My thinking is that if you got into the story, compelling the reader to continue as it were, and trickled in the characterization as needed, it would be better.

Sorry, got to run, but I'll be back if you want any more clarification.

- - - - - - - - - - - - - update - - - - - - - - - - - - -

Back now for a few moments.

What I'm getting at is you're "presenting" your story in logical blocks as one would formulate a story. Paragraph one is a wide angel view of what you're getting into. Having mentioned Jon Overton therein, paragraphs two and three zoom in some with an extended characterization. Then in paragraphs four through the beginning of seven, you zoom in more to relate how all this pertains to your story.

Very logical thinking, but a sizable info-dump relative to storytelling. To me the idea is to draw the reader into the story, and to keep them reading to see where you're going. The only part of what you've posted that draws me in, making me wonder where you're going, is your last three sentences. Would I have gotten that far if I were simply glancing at stories to find one that might be interesting to read?

The beginning of the story is the most important in immersing the reader. Info-dumps don't work well for such ;-)

I hope this helps in some small way.

Sleepwriter
August 6th, 2015, 04:49 AM
I agree with Lee, quite the info dump. The one thing I will add is about the interaction between between Jon and Evelyn. Let them have their conversation, instead of telling us what they said. It will breathe more life into the characters. Saying all that, I like the premise, keep working at it!

wainscottbl
November 2nd, 2015, 09:02 AM
a young man of twenty-four last May

I am not sure if this is needed. It seems awkward and takes away from the flow. It does have voice, but I'd cut it.

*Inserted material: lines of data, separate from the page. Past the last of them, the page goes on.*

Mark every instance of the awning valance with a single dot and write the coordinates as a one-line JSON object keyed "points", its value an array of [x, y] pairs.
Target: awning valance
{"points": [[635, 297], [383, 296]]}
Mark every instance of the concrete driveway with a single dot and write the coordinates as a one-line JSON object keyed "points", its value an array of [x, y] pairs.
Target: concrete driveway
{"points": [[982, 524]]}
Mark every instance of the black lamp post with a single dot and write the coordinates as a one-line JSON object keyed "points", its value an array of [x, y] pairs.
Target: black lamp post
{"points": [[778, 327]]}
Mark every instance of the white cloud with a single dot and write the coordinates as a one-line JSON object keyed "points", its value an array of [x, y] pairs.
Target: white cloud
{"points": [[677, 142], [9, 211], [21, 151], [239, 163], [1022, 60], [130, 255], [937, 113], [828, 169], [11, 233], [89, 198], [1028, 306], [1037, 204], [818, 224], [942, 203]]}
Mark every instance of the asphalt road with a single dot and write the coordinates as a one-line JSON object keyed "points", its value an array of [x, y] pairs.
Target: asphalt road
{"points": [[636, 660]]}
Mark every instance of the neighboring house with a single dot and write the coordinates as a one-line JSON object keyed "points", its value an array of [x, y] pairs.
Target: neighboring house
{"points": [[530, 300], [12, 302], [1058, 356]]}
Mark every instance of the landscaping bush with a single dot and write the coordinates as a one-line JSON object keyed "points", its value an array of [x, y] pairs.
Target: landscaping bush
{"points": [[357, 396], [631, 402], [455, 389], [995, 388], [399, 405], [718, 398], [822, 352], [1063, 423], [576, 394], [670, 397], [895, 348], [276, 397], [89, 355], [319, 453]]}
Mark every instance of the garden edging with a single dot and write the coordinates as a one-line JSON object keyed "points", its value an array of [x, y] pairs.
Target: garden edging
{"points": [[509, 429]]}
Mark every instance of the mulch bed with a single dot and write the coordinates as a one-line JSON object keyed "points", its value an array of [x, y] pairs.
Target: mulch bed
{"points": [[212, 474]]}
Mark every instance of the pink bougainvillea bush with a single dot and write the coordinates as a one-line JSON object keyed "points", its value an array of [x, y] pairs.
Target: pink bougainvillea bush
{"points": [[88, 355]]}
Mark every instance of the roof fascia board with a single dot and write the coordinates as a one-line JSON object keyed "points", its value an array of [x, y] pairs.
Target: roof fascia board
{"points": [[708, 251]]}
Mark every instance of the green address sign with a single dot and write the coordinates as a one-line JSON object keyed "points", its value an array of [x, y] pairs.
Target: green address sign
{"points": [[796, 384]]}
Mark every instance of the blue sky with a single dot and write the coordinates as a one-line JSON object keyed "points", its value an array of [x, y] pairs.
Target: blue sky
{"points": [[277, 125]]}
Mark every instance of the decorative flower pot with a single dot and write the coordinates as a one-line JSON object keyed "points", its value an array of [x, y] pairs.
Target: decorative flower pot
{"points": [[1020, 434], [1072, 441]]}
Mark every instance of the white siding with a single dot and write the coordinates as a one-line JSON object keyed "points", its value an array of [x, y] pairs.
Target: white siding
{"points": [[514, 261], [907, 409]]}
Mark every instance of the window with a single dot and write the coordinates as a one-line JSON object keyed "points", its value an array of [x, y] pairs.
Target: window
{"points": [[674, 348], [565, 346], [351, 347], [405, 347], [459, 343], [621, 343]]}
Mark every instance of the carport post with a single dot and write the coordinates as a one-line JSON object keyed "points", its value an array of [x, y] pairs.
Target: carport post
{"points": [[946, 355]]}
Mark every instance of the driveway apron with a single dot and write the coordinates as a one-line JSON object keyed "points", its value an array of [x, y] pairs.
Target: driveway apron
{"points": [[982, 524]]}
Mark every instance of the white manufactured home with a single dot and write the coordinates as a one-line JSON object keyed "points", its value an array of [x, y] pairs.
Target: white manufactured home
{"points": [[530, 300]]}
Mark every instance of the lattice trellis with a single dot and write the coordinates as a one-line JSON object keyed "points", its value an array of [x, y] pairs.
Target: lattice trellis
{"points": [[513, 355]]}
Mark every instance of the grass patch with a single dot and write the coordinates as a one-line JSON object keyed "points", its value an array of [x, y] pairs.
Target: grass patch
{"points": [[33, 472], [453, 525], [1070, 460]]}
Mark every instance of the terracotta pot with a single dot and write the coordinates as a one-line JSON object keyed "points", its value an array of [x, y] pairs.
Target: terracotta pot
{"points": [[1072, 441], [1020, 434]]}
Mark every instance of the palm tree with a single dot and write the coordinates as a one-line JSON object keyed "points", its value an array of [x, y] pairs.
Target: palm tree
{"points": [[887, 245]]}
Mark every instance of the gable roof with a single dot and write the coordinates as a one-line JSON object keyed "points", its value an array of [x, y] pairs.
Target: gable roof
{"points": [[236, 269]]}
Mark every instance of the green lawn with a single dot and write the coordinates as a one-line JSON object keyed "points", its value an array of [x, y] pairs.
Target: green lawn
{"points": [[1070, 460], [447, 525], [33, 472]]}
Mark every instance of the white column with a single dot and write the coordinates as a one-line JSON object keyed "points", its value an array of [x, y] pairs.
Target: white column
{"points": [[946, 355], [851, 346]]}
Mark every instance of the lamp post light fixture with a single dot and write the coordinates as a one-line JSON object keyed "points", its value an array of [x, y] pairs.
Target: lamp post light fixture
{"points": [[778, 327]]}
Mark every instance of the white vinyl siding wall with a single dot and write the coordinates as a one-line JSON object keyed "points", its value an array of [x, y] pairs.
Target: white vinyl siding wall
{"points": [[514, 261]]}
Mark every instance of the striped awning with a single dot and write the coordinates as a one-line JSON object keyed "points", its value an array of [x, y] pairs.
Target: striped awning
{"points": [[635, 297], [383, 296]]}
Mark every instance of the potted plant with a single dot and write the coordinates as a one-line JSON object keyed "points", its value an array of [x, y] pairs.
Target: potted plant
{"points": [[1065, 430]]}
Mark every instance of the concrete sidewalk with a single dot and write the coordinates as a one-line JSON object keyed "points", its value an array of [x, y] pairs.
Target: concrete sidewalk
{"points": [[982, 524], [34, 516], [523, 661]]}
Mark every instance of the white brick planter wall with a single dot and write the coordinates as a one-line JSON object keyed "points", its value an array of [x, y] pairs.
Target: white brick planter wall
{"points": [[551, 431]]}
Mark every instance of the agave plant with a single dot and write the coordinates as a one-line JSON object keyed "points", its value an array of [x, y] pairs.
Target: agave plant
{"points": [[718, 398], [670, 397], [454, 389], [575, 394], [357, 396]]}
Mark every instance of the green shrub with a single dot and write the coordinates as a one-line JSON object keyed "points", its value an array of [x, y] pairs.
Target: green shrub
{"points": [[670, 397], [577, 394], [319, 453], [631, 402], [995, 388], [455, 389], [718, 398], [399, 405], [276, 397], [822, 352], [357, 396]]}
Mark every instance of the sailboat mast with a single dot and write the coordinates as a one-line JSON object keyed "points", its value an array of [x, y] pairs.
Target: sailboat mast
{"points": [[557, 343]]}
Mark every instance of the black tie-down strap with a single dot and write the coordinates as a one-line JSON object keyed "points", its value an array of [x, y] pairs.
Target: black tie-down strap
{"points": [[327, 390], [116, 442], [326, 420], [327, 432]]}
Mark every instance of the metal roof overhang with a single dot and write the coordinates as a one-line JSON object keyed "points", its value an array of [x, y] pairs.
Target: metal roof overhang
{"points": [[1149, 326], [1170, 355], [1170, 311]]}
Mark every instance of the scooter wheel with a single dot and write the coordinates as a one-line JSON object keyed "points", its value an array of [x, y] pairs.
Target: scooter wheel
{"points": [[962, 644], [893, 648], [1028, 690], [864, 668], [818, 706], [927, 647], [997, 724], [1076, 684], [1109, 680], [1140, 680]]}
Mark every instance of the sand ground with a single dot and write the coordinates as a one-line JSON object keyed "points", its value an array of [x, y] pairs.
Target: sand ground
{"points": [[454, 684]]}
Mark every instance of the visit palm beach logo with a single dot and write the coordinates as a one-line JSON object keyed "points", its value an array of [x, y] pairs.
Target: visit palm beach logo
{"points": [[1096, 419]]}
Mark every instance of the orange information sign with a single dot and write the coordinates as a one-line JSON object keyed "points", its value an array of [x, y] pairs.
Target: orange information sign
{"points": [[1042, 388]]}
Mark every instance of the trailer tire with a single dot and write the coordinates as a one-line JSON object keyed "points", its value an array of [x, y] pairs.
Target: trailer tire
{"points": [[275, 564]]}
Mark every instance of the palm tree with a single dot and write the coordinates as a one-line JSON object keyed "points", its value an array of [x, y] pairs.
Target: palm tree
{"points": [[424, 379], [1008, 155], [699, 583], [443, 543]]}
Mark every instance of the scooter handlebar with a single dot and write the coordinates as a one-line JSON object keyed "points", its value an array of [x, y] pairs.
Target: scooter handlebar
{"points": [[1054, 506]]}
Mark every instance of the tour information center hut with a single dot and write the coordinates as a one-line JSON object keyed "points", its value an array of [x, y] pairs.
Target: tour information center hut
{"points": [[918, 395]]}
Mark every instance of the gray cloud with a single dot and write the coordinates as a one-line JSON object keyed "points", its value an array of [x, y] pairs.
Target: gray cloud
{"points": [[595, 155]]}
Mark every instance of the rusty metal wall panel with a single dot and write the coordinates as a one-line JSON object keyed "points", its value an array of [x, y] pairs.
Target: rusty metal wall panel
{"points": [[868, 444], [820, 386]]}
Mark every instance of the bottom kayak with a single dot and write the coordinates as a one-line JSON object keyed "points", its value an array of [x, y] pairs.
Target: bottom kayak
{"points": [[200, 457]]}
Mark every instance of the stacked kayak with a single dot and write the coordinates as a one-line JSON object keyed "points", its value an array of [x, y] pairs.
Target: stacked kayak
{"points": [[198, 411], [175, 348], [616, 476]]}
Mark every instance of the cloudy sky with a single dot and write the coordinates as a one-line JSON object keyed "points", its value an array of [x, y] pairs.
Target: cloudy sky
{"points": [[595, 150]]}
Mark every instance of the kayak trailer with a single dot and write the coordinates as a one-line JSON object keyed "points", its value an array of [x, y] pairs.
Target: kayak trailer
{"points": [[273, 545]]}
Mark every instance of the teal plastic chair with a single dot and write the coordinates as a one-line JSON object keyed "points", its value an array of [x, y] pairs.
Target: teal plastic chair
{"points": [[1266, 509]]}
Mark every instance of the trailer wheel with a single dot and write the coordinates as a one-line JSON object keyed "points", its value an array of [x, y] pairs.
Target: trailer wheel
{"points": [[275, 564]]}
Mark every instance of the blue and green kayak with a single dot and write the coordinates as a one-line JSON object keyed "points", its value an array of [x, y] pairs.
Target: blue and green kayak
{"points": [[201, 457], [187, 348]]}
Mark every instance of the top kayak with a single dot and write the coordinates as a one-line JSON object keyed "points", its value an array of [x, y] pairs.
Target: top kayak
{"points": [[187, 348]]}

fastest growing town in the United States

Again, I think this should go. It does not really contribute to the story, but rather distracts and is awkward.


He had shrugged his shoulders not sure what to say.
Evelyn had looked down at her watch and commented that it was four in the evening. Jon had agreed and made to leave again but she stopped him and asked him if he would stay for tea. Jon had been just about to make an excuse, but she looked so lonely. She had been through so much. He decided to stay after all. Evelyn had some hot water brought up and used a tea set given by a well-wisher from England.

This comes off as a bitch hokey and sentimental to me.

Overall, the last two poster nailed it. Give more action. Show more. I like the concept though.

crimewriter95
November 16th, 2015, 08:35 PM
My main criticism would be that it seems like a lot of information to take in all at once. I think I would really like reading your story throughout but exposition needs to be told gradually and I think you could build a very atmospheric and dark world if you just slowly let us piece together what is going on. Other than that, I'd be interested in reading it and I look forward to more of your work. :rabbit:

The Idiot
February 17th, 2016, 08:25 PM
Well done. I deduct by your writing that you're quite young (no comparisons to Sherlock are necessary.) I pretty much agree with the readers above, in most of their critique. Good work guys. Allow yourself to describe, to paint a picture of the setting, the expressions, sounds and smells. Offer glimpses, to be reviled later, present information in a flow, which can be held back, or poured on, as the situation requires.
sorry I'm so late in posting this, I've just joined the forum and am looking around.
good luck.

Joe_Bassett
February 17th, 2016, 09:24 PM
This is definitely some of my crappier and older writing. I actually forgot this was here. Thanks!